X: An (N, p) matrix of features.
y: The corresponding (N) vector of targets.
Returns
-------
A list of RMSEs (the first entry corresponds to k=1 and the last to k=p).
"""
pca = model[:-1]
Z = pca.transform(X)
regression = model[-1]
results = []
for k in range(1, Z.shape[1] + 1):
pred = regression.intercept_ + Z[:, :k] @ regression.coef_[:k]
rmse = mean_squared_error(y, pred, squared=False)
results.append(rmse)
return results
model = fit()
rmses_train = rmses(model, X_train, y_train)

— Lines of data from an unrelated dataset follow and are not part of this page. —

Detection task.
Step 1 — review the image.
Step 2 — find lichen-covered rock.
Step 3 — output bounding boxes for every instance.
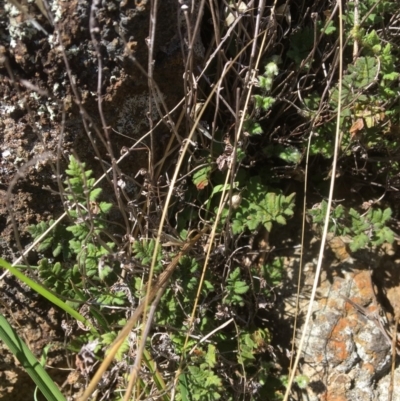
[301,266,391,401]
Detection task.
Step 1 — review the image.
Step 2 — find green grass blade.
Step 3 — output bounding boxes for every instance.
[0,314,66,401]
[0,258,98,335]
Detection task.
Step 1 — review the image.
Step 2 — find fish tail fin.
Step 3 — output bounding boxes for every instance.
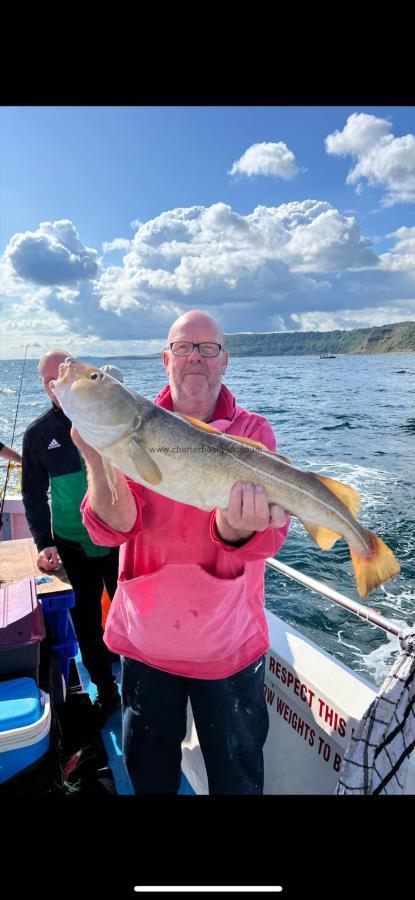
[350,529,400,599]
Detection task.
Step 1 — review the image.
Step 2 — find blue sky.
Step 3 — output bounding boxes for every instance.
[0,106,415,358]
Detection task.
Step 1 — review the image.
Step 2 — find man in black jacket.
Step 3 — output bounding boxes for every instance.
[22,350,120,724]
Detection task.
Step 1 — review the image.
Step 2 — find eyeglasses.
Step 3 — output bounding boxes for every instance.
[169,341,222,357]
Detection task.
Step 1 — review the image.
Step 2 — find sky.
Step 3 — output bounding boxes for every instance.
[0,106,415,359]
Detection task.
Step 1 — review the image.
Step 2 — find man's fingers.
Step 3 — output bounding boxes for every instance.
[269,503,288,528]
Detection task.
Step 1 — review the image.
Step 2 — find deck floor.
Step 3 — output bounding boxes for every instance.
[76,653,194,795]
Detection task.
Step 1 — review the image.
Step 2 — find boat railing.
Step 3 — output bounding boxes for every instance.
[265,557,402,637]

rmses_test = rmses(model, X_test, y_test)
Rank (k) | Training set RMSE (in $100,000s) | Test set RMSE (in $100,000s) |
---|---|---|
1 | 1.15492 | 1.14608 |
2 | 1.14128 | 1.12491 |
3 | 1.13947 | 1.12457 |
4 | 0.853976 | 0.844071 |
5 | 0.853972 | 0.844123 |
6 | 0.810381 | 0.807466 |
7 | 0.729905 | 0.731179 |
8 | 0.723369 | 0.72742 |
Both training and test set RMSEs are (roughly) decreasing functions of the rank. This suggests that using all 8 predictors does not cause overfitting.
Deriving predictors
One way to reduce the test set RMSE is to introduce more predictors into the model. Consider, as a toy example, a dataset where each sample $x_i$ has only three predictors: $x_i \equiv (a_i, b_i, c_i)$. We can replace each sample $x_i$ by a new sample $x_i^\prime \equiv (a_i, b_i, c_i, a_i^2, a_i b_i, a_i c_i, b_i^2, b_i c_i, c_i^2)$. In particular, we have added all possible quadratic monomials in $a_i, b_i, c_i$. These new entries are referred to as “derived” predictors. Note that derived predictors need not be quadratic, or even monomials; any function of the original predictors is referred to as a derived predictor.
Returning to the dataset, we add all cubic monomials.
It is reasonable to expect that unlike OLS applied to $X$, OLS applied to the derived matrix $X^\prime$ will almost certainly overfit.
We plot the results (obtained by setting degree=3
in the previous fitting code) of PCR below, observing the effects of overfitting at large values of the rank.
model = fit(degree=3)
rmses_train = rmses(model, X_train, y_train)
rmses_test = rmses(model, X_test, y_test)
Bibliography
[1] Pace, R. Kelley, and Ronald Barry. “Sparse spatial autoregressions.” Statistics & Probability Letters 33.3 (1997): 291-297.